11. The Regulation of Human Prion Protein and β-Amyloid Genes
The PRNP gene located in chromosome 20 in humans codes for
PrPC in the central nervous system and several other
tissues [41]. This is a highly conserved housekeeping gene, and it
is subject to many transcription factors functioning in its promoter and
thus regulating its expression. Amongst many others putative sequences
for transcriptional activation by activator protein 1 (AP-1), SP1 and
SP2 (members of the SP/KLF family of transcription factors) have been
identified as PRNP promoters.
Importantly, a short GC rich region is located upstream from thePRNP gene promoter. These GC-rich regions have the potential to
form G-quadruplex (G4) structures and therefore regulate gene
disease-related expression, as they are subject to favorable binding by
p53. Binding of p53 to GC regions forming G4s has been shown to initiate
a series of cellular effects related to disease [95,96].
Furthermore, it has been shown that the PRNP promoter region
harbors a sequence matching the binding sequence of p53. p53 binds
directly to the suspected sequence, behaving as a potent
PrPC transcriptional activator and enhancer of its
mRNA expression [97]. In summary, p53 causes an increased expression
of PrPC.
RNA translational regulation is considered an important contributor to
PrPC conversion to infectious PrPSC.
Beyond DNA, it has been shown that the messenger RNA of
PrPC contains five naturally existing consecutive
regions forming G4s that are susceptible to G4 binding ligands [98].
In this respect, p53 can be regarded as an RNA chaperone that is able to
facilitate the folding of G4s and hence stabilize their structure
[99]. G4s in 5’-untranslated mRNA regions are found in multiple
neurodegenerative diseases and have been shown to inhibit translation
and initiate cap-independent translation [100].

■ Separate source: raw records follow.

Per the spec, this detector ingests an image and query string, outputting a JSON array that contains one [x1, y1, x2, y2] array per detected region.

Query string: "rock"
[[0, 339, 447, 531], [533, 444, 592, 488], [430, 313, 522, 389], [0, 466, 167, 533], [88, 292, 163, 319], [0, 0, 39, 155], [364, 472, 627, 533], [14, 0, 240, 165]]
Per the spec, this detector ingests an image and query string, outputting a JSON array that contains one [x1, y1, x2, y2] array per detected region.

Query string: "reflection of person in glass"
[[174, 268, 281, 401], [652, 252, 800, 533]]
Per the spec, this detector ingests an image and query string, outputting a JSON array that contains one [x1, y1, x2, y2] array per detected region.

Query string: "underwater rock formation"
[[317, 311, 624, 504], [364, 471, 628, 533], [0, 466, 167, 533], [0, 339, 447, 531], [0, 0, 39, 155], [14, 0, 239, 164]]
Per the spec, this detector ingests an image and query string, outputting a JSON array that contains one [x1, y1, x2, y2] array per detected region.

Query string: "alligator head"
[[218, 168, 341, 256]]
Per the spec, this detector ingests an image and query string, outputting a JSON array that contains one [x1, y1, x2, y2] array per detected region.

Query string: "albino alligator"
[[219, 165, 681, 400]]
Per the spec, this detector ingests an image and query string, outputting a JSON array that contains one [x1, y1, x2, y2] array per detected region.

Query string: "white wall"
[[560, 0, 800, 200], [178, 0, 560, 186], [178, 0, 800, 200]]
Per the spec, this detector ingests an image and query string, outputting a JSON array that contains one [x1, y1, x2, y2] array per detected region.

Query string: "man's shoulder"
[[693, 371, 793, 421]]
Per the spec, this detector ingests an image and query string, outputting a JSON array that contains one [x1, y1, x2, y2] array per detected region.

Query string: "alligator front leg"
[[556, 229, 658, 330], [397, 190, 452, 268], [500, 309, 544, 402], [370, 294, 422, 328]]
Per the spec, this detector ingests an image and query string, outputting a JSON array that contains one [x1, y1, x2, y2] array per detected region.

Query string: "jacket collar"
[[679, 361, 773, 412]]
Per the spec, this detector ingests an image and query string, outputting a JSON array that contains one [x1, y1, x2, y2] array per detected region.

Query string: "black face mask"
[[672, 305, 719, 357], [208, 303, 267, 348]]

The amyloid precursor protein (APP ) gene coding for the APP in
humans is located on chromosome 21. Viewing its promoter sequence, it
can be designated as a housekeeping gene like the PRNP gene.APP shares some important promoter sequences with PRNPlike AP-1 and Sp1, amongst many others, which however differ from the
sequences in the PRNP promoter. This suggests that both genes can
be partly transactivated by the activity of common transcription factors
[101].
APP mRNA is expressed in a variety of tissues, including muscle, the
immune system, and many organs such as the thymus, pancreas, kidneys,
the lung and others, in addition to its active expression in the nervous
system. However, different variants of APP are cell-type specific in
their expression [102].
The variants of APP include APP-like protein-1 (APPL1 gene
located on chromosome 21) and APPL2 (APPL2 gene located on
chromosome 11), which are both type 1 transmembrane proteins with
similar structure and topology. Only APP itself, however, contains the
Aβ sequence. The fibrillary form of Aβ (40-42 amino acids), found and
constituting the primary source of plaques in brains of patients
suffering from AD and Down syndrome, originate only from APP
proteolysis. The full length of human APP sustains proteolysis mainly
via the α,β,γ-secretases. The derived amino acid sequence of Aβ results
from the β-site APP cleaving enzyme 1 (BACE-1) or else β-secretase
cleavage yielding APPsβ and APPCTFβ (βAPP) fragments of APP. Thereafter,
the cleavage of γ-secretase on βAPP finally yields Aβ and the APP
intracellular domain (AIDC) fragments (for details see [103]).
Moreover, the AIDC fragment is also produced by α-secretase and
subsequent γ-secretase activity.
γ-Secretase is also called presenilin-dependent γ-secretase, since it
encompasses presenilin (PS) transmembrane proteins in its catalytic
subunit (PS1 or PS2) [104]. In this respect, it has been established
that γ-secretase/presenilin-dependent generation of AIDC operates as a
transcriptional activator of p53, increasing p53 activity and triggering
p53-associated cell death. Moreover, mutations in transcription factor
Sp1 increase the p53 activity in vitro and in brains of patients
affected with familial Alzheimer’s disease (FAD) [97]. Mutations on
Sp1 are considered as a causative factor for FAD.
The tumor suppressor p53, once generated through the
γ-secretase/presenilin dependent transcriptional activation of theTP53 gene by AIDC bound to Fe65 and Tip60 cofactors, then acts on
the promoter of PrPC and induces the expression of
PrPC mRNA. The p53, γ-secretase/presenilin dependent
transactivation of PrPC expression is abolished in a
p53-deficient environment. Thus, it is ultimately the PSs (PS1 or PS2)
which exert rate-limiting control over PrPC expression
through their ability to generate AIDC. Finally, βAPP overexpression
increases PrPC expression, whereas βAPP depletion
results in lower PrPC expression, in both in
vitro and in vivo experiments, indicating also the controlling
role of BACE-1 activity over PrPC expression [96].
Thus, the metabolism of APP that produces amyloidogenic products also
induces increased production of PrPC.